Нестеренко поднялся.
— Пойдем кофе попьем, пока дети не встали, — сказал он.
Директор поплелся за ним на веранду, где на крытом белой скатертью столе дымились две чашки с капуччино и стояла целая горка фруктов и плюшек. Пили кофе молча: директор от волнения сожрал добрую стопку плюшек, а Нестеренко скормил плюшку забредшему на террасу павлину.
Директор проводил павлина изумленными глазами.
— Ты вчера вечером из дому выезжал? — спросил Сазан.
— А? Да.
— Куда?
— В Москву. Один друг просил приехать.
— И как друга звать?
— Это неважно. Старый друг, пилот-международник, бывший. Теперь начальник управления в СТК.
— Где-где?
— В Службе транспортного контроля. Есть у нас такое… правительственное агентство.
Показалось это Нестеренко или нет — но слова «правительственное агентство» были произнесены весьма странным тоном. Тоном, подобавшим скорее анархо-синдикалисту или какому-нибудь горячему ненавистнику продажного правительства, чем уважаемому генеральному директору авиапредприятия, даже пускай и ходящему в несколько потрепанном пиджаке.
— И на чем ты поехал?
— А…Э… Я хотел на «мазде» поехать, а тут гляжу — «мазды» нет. Я чуть не подумал, что ее угнали, а потом смотрю, что в Мишкиной комнате пусто. Вызвал водителя и поехал.
— Понятно. И друг твой не был удивлен, что ты приехал?
— Нет.
— И о чем вы таком серьезном говорили, что надо было в Москву переться заполночь?
— Ни о чем особенном. Об акционерном, собрании.
— Каком акционерном собрании?
— Нашем, каком же еще. «Рыково-АВИА». Будет послезавтра. Сазан задумался.
— Я в этих вещах рублю слабо, — сказал он, — но, по-моему, акционерные собрания бывают весной. Поздно в июле для акционерного собрания.
— Это внеочередное.
— И кто его созывает?
— СТК.
— А что они, акционеры?
— Да, у них контрольный пакет. В смысле контрольный пакет у государства, а управляет этим пакетом СТК.
— И чего они хотят?
— Снять меня.
— За что?
— За то, что аэропорт в глубокой заднице.
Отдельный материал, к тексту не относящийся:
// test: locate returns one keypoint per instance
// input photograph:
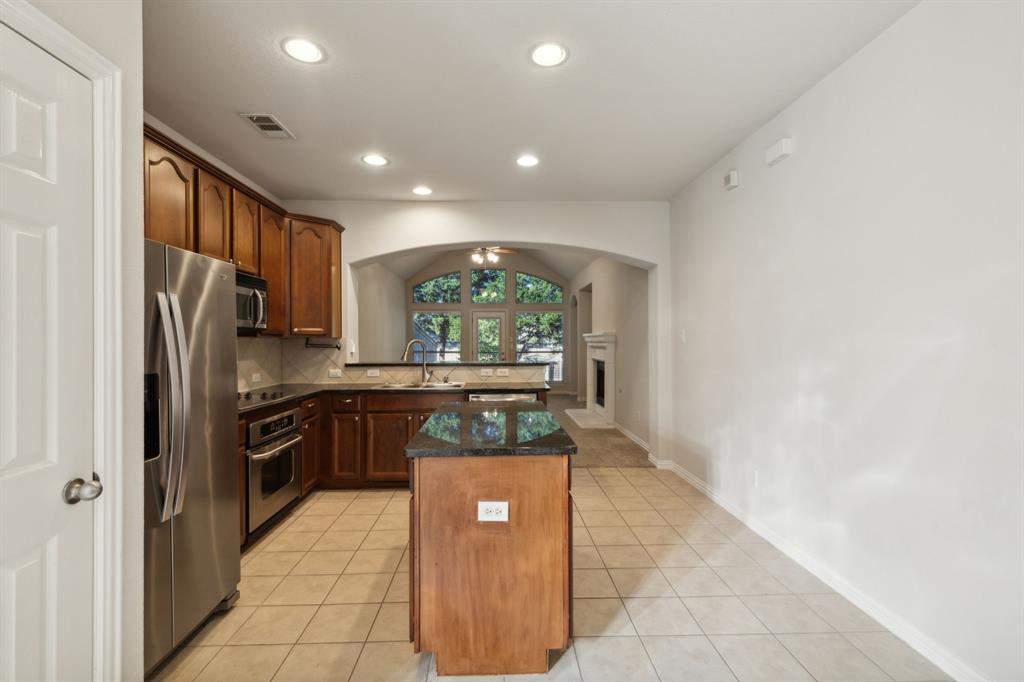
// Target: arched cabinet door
(273, 268)
(310, 279)
(246, 240)
(214, 233)
(169, 197)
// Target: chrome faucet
(423, 353)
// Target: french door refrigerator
(192, 469)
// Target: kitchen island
(491, 537)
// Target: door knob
(78, 489)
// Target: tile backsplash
(288, 360)
(258, 354)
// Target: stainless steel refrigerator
(192, 469)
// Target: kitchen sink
(421, 386)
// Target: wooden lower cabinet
(387, 434)
(340, 463)
(310, 453)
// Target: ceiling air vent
(268, 126)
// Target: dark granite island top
(484, 429)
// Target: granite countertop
(474, 429)
(300, 391)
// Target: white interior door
(46, 365)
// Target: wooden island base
(491, 598)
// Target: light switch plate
(493, 511)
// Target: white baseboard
(634, 437)
(925, 645)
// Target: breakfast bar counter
(491, 537)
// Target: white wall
(636, 231)
(381, 294)
(114, 28)
(854, 323)
(619, 303)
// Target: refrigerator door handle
(185, 382)
(169, 467)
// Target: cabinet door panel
(310, 281)
(169, 198)
(246, 241)
(387, 435)
(214, 233)
(342, 463)
(273, 267)
(310, 454)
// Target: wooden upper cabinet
(247, 227)
(310, 279)
(169, 197)
(213, 237)
(273, 267)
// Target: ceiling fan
(488, 254)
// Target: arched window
(531, 289)
(442, 289)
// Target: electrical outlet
(493, 511)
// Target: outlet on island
(493, 511)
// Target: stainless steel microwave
(250, 302)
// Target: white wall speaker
(780, 151)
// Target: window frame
(511, 307)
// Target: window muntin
(488, 339)
(531, 289)
(486, 285)
(541, 338)
(442, 289)
(440, 333)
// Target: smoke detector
(268, 126)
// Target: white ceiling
(651, 94)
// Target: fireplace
(601, 376)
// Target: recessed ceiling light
(527, 161)
(303, 50)
(549, 54)
(375, 160)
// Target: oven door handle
(257, 456)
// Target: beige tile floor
(667, 586)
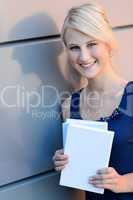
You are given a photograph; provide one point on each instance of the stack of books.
(88, 145)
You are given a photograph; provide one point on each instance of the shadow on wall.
(34, 129)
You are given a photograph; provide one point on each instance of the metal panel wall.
(28, 19)
(30, 122)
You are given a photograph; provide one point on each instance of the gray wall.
(30, 85)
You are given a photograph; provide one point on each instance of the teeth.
(88, 65)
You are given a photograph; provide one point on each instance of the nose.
(84, 55)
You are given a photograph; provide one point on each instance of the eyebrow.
(89, 42)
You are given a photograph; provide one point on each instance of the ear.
(109, 49)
— А что, у нас кого-то снимают за то, что что-то в глубокой заднице? — выгнул брови Сазан. И добавил:
— Я бы тогда с президента начал.
— Меня снимают.
— И кого хотят поставить?
— Не знаю. Есть у них вроде один — Кагасов, что ли. Если бы Сазан досконально знал законодательство об акционерных обществах, он мог бы с уверенностью сказать, что директор лжет. Потому что по закону кандидатура, предложенная акционерами на пост генерального директора, должна быть внесена в списки для голосования как минимум за сорок пять дней до созыва собрания, и стало быть, «не знать», кого прочат в его преемники, Ивкин не мог. Сазан акционерного законодательства не изучал, но, что Ивкин врет, понял и без того.